Por: João Paulo Moura

Trabalhadores independentes: os subsídios deixam de pagar contribuições

Os subsídios e os apoios ao investimento concedidos aos trabalhadores a recibos verdes deixam de ser considerados fonte de rendimento e assim vão deixar de estar sujeitos ao pagamento de contribuições à Segurança Social.

Subsídios ou subvenções ao investimento não devem ser entendidos como uma fonte de rendimento 

A decisão foi tomada em Conselho de Ministros, alterando a regulamentação do Código dos Regimes Contributivos do Sistema Previdencial de Segurança Social, de forma a não considerar os subsídios ou subvenções ao investimento na determinação do rendimento relevante dos trabalhadores independentes.

“Os subsídios ou subvenções ao investimento constituem um apoio concedido para efeitos de aquisição de ativos necessários à prossecução e desenvolvimento da atividade desenvolvida pelos trabalhadores independentes, pelo que não devem ser entendidos como uma fonte de rendimento direto da atividade mas antes uma forma de compensar os custos relacionados com o investimento.”
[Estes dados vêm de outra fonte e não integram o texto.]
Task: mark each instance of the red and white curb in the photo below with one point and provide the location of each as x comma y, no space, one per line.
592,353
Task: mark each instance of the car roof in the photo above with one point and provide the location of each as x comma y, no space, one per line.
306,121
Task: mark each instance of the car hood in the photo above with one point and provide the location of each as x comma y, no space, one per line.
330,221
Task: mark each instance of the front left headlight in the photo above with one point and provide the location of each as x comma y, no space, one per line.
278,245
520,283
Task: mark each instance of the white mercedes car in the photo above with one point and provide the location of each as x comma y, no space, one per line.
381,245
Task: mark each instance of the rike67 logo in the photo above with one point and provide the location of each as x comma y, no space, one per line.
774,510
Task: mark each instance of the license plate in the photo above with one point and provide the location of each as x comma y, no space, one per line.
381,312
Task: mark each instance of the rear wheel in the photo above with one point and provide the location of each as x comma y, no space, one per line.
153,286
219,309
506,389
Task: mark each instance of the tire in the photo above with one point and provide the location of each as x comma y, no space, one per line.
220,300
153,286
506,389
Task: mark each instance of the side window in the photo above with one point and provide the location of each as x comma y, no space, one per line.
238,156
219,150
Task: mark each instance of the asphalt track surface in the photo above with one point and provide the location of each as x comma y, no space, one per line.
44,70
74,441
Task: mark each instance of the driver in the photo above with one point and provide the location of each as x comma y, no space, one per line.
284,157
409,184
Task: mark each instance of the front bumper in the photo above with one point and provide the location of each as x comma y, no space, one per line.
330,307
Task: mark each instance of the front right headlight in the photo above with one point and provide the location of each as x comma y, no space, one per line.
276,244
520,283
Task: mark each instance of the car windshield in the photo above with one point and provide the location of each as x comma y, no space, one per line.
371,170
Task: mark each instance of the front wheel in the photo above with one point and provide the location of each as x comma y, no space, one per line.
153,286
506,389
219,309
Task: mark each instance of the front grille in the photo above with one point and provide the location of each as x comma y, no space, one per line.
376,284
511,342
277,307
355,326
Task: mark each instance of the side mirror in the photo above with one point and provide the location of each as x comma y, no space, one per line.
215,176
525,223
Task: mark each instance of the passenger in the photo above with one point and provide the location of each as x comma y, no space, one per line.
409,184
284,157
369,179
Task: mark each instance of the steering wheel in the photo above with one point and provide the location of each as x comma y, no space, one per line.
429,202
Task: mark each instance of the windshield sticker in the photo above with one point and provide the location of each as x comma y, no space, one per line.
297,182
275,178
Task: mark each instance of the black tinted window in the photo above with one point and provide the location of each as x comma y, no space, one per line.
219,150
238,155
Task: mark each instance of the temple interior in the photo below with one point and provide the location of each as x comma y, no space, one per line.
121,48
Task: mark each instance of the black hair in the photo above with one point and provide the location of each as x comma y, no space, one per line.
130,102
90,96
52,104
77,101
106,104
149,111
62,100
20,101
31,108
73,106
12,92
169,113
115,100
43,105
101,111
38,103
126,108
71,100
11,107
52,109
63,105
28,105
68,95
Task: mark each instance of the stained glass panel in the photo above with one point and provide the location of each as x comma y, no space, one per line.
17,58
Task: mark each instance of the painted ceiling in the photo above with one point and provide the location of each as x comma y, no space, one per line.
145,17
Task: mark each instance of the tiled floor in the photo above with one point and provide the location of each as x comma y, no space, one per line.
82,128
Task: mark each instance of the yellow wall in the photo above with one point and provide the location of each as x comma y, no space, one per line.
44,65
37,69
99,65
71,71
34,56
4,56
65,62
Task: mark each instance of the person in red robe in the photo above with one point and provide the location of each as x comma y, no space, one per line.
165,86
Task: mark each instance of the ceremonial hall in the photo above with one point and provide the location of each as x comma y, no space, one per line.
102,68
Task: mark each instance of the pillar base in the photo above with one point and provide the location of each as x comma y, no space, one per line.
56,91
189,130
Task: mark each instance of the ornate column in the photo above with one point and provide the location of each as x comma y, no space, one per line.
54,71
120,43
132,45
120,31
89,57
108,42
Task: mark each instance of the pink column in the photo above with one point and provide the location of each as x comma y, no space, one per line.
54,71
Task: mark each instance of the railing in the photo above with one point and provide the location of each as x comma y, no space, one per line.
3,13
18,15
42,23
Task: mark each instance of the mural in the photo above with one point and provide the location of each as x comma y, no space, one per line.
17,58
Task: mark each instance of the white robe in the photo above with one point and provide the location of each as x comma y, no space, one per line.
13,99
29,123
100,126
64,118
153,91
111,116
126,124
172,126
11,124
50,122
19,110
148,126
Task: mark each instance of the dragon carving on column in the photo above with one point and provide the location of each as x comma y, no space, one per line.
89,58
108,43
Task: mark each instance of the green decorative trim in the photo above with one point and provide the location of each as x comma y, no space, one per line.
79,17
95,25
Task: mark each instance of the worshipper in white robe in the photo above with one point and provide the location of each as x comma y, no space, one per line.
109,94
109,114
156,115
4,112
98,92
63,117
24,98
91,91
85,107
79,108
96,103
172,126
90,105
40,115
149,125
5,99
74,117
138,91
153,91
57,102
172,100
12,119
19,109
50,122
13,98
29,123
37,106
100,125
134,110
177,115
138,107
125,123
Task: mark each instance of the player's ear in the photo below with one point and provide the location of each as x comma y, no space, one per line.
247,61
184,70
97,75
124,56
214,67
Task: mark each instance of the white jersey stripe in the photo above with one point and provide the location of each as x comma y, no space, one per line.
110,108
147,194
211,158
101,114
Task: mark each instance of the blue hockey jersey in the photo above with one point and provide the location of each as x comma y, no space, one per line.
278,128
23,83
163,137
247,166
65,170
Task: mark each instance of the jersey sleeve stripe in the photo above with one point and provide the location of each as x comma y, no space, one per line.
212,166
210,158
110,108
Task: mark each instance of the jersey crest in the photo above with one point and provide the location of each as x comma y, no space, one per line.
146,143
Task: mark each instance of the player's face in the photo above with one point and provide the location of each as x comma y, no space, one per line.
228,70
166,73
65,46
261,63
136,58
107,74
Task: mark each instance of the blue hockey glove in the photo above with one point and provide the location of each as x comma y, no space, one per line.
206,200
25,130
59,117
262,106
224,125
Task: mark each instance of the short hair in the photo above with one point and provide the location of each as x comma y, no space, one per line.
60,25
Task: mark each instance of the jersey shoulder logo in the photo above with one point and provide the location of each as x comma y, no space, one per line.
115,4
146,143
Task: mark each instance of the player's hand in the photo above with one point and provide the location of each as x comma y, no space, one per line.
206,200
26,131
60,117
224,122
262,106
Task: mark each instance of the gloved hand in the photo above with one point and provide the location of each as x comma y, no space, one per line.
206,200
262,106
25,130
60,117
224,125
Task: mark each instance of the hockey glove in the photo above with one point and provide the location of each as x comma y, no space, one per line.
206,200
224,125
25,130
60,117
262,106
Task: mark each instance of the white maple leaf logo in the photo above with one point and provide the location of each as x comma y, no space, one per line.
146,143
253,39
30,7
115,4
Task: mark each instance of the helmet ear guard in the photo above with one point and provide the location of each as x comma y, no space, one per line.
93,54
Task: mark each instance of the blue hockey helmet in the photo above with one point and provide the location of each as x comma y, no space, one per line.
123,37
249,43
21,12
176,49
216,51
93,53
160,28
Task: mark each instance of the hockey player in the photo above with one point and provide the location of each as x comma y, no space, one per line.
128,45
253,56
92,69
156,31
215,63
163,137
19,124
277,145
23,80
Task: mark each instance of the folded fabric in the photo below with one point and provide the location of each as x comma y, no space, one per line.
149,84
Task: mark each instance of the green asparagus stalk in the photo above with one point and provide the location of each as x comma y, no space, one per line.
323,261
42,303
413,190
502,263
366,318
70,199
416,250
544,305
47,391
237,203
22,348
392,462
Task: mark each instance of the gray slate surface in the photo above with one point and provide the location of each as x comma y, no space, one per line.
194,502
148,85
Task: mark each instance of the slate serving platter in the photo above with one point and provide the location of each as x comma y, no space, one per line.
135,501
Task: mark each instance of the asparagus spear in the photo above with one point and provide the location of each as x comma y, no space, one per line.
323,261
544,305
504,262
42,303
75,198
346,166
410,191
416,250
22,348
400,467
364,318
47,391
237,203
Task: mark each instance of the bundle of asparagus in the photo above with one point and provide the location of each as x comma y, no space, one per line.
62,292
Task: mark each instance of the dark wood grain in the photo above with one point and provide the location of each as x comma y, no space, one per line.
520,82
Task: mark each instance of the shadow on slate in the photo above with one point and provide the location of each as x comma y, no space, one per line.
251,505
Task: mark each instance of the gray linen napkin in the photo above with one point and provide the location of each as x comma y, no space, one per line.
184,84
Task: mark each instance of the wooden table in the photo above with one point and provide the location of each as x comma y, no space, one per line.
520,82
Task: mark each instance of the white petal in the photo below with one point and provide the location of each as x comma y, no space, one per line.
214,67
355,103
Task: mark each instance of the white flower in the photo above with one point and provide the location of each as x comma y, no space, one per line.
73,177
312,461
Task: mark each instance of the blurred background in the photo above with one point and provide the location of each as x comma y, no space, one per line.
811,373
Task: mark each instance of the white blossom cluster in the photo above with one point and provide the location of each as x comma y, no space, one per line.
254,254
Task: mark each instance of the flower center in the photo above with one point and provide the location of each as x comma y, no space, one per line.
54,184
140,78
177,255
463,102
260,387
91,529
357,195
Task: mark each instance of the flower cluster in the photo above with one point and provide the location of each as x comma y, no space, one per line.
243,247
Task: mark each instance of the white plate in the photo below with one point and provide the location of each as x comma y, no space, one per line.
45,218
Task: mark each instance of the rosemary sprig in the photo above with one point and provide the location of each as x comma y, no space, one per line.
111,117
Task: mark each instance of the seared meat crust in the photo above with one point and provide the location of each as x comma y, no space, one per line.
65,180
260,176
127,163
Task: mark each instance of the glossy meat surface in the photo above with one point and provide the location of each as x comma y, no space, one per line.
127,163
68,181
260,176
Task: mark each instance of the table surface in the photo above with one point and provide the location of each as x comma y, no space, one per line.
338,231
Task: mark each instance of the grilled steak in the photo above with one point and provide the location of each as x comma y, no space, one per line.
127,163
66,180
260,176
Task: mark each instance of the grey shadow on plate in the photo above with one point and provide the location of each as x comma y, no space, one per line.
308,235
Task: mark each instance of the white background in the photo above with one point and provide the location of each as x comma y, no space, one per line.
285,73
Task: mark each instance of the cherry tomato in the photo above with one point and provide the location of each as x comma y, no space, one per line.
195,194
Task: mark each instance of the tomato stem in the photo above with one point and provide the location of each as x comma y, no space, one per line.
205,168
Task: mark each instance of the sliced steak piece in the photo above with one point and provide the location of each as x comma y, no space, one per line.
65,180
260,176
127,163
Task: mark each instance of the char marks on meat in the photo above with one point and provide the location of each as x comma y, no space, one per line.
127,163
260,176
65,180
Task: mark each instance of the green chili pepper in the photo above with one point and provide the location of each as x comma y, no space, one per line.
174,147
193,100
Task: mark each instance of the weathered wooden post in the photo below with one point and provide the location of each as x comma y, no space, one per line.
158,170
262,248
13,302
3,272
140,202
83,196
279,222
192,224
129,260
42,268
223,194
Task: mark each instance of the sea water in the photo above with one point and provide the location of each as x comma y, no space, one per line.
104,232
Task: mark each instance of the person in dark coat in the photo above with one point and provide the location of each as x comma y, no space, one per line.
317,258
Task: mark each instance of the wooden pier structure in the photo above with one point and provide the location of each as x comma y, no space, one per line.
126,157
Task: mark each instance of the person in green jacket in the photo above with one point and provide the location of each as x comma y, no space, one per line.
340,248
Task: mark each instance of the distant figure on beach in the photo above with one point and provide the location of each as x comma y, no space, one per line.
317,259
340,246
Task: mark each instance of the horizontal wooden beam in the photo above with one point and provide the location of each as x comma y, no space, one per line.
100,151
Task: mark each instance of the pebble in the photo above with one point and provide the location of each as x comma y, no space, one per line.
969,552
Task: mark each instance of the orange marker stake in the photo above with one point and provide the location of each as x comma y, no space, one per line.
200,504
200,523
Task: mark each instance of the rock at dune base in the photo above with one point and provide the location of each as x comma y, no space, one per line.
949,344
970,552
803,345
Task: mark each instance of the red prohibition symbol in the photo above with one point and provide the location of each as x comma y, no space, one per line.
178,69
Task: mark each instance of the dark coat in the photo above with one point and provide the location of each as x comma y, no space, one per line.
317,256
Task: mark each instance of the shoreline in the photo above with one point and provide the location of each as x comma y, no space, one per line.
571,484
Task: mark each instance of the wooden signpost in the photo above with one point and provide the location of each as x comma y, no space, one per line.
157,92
Subsídios ou apoios ao investimento não contam para a atribuição do escalão da Segurança Social

Com esta alteração deixam de ser relevantes para efeitos de determinação do escalão de Segurança Social dos trabalhadores "recibos verdes" os subsídios ou apoios ao investimento, já que estes podem não gerar um retorno imediato da atividade a que se destinam.

Os subsídios do IFAP às atividades de agricultura e pesca são um exemplo de subsídios que deixam de contar para o apuramento de escalão do trabalhador.

Os trabalhadores independentes são inseridos num de 11 escalões de rendimentos para a Segurança Social, de acordo com os rendimentos recebidos no ano anterior, declarados no anexo SS do IRS.

É possível pedir para mudar de escalão da Segurança Social.